2年くらい前に、『精霊の守り人Ⅱ 悲しき破壊神』のキービジュアルを創っている制作会社〈ドローイングアンドマニュアル〉のトップの菱川勢一さんが、私の歌っているところをたまたま見て下さって、その時携わっていたプロジェクトの音に採用してくれました。その作品(全編声だけで作られたプロジェクションマッピング)の上映を金沢まで観に行ったとき、『精霊の守り人Ⅱ』のメイン演出家である加藤拓さん((『八重の桜』なども担当)にお会いしました。昨年の夏、加藤さんから連絡が来て『精霊の守り人Ⅱ』の文化芸能考証の友吉鶴心さんが作った劇中歌の歌い手を探していると相談されたんです。当初は、どちらかというと歌の方がメインで、ナレーションの話はあとから頂きました。
──初めて録音したときの様子を教えてください。
まず友吉さんの作った歌を、シンプルに歌ったり、悲しみと苦しさが入り混じるような歌い方をしたり、幼い子供がお母さんを求めるかのような歌い方をしたり、呼吸音だけで風のように歌ったり、様々な形を試しました。
演出面のリクエストと私からの提案で、イメージを出し合って進めていきました。歌を一通り試した後にナレーション録音に移ったのですが、録音の聞き返しの際、音響さんが「他の声をナレーションの下に敷くと面白いのではないか」と提案してくれました。歌の録音の際に録っておいた音色(声)のバリエーションを、即座に編集して多重的に構成し、そこにナレーションを乗せてみてくれたんです。すると、ナレーションの声が蠢いているものたちと一緒にささやいているように聞こえて「おお!」っと喜んでもらえました。

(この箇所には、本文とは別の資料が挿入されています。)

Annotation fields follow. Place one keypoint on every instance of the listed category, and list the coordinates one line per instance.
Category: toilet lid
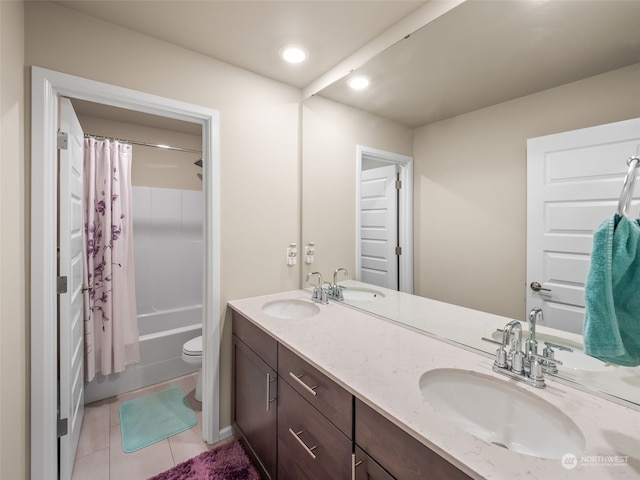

加藤さんが当初から「『ファンタジー』を『まだ誰も見たことも聞いたこともないもの』と定義してみよう」とおっしゃっていたのですが、この録音に立ち会っていたスタッフの方々が、加藤さんのその言葉を理解できたと言ってくださいました。その後さらにアスラ(鈴木梨央)の中に宿る神の力が発動するときの声も音響さんから追加依頼されて嬉しかったです。でも、その音も「誰も聞いたことがない」ので最初はどう発声すればよいか全く分かりませんでした。最終的にたどり着いた声は、雑巾みたいに骨と筋肉をしぼって発声しなければならないので心身共に壊れそうになりました(笑)
──第1話、最初のナレーションの発声に驚きました。独特で、たいてい最初の音を強く言うものかと思っていましたが、頭の音をふわっとしていて。
「この世界は」と、これから始まる時間や空間の、響きのようなものを伝えたかったからだと思います。その響きが意味として伝わるよりも、おぼろげながらもそこに確実に存在していることを感じてほしくて、声に身体性を持たせようと思いました。言葉から連想される動きやポーズをつけて発声したんです。マイクの前で、踊るように、手話で伝えるように発声しました。主人公の名前「バルサ」も一文字一文字に人格を持たせて発声しています。「バ」「ル」「サ」という独立した3つの人格が集まって一人の人間を形成しているようなイメージで。
聞き取りにくいという意見もあるようですが、そっと耳をすませてもらえたらな、と思います。すると、“この世界は目に見えるものだけが生きているのではない”という『精霊の守り人』の重要な世界観のひとつが聞こえてくると思うんです。先日ツイッターで、私の声は聞き取りにくいんだけど、テレビの音量を上げるのは違う気がする、と、普通の音量のまま集中して聴いてくださっている方の書き込みを目にして嬉しくなりました。